Yani anlaşılacağı üzere ne devlet halkını sahipsiz bırakıp bazı çıkarları için tevile sapıyor, ne de halk yaşadığı toplumun insanını küçümseyen ve dışlayan bir fikre destek çıkıyor.
Bu yüzden ülkelerinde serbestiyeti yaşayamayan birçok milletin vatandaşı burada kendi ülkelerinden daha güzel imkânlarda yaşayabiliyor ve bu sebepten burayı tercih ediyor.
Ya bizde durum nasıl? Yapılan araştırmalarda gençlerin büyük bir çoğunluğu imkân bulsa ülkelerini bırakıp başka yerde yaşamayı tercih edecekler.
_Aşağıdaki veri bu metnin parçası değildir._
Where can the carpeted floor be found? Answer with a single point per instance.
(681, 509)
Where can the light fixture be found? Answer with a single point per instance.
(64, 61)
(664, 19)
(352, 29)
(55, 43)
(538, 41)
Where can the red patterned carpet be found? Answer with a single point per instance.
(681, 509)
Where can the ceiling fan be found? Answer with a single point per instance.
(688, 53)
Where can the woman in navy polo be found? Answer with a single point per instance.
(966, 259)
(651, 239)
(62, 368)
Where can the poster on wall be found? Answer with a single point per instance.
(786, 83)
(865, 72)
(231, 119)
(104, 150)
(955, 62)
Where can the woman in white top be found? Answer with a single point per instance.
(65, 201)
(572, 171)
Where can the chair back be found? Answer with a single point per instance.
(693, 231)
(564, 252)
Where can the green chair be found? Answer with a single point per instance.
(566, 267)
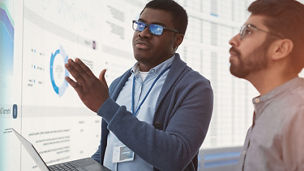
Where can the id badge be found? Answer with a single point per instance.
(122, 154)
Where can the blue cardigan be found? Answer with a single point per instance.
(182, 117)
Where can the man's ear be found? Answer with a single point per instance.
(281, 48)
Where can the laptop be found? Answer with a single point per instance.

Sizce bunun tek sebebi ekonomik olabilir mi? Yoksa gençler ülkelerinde kendilerini huzur ve güvende hissetmiyor mu?
Başka ülkelerdeki serbestiyet söylendiğinde hep bizim ülkemizin farklılığı gündeme getirilir. Hatta AİHM dâvâlarında bile Türk avukatların savunmasında bu konu yer alır. Ama insanların inanış ve fikirlerine baskının şartlara göre değişmesi mantığını sanırım Türk aydını denen bazı kesimlerden başka icad eden ve telâffuz edebilen çıkmamıştır.
Evet, devletin milletini kucaklaması huzurdan, güvenden, gelişmekten başka sonuç doğurmaz. Basit sebeplerden yola çıkarak milletini sınıflara bölüp düşman ilân etmesi de huzursuzluk, kargaşa, geri kalmışlık getirir. Her iki durumun da semeresi ap açık ortadadır.
Dünyada ne kadar gelişmiş yer varsa hepsi demokrasinin hazmedildiği ülkelerdir. Ne kadar da geri kalmış ve geri sınıf damgası yemiş ülke varsa onlar da hâlâ ideolojik 'izm'lerin kıskacındaki ülkelerdir.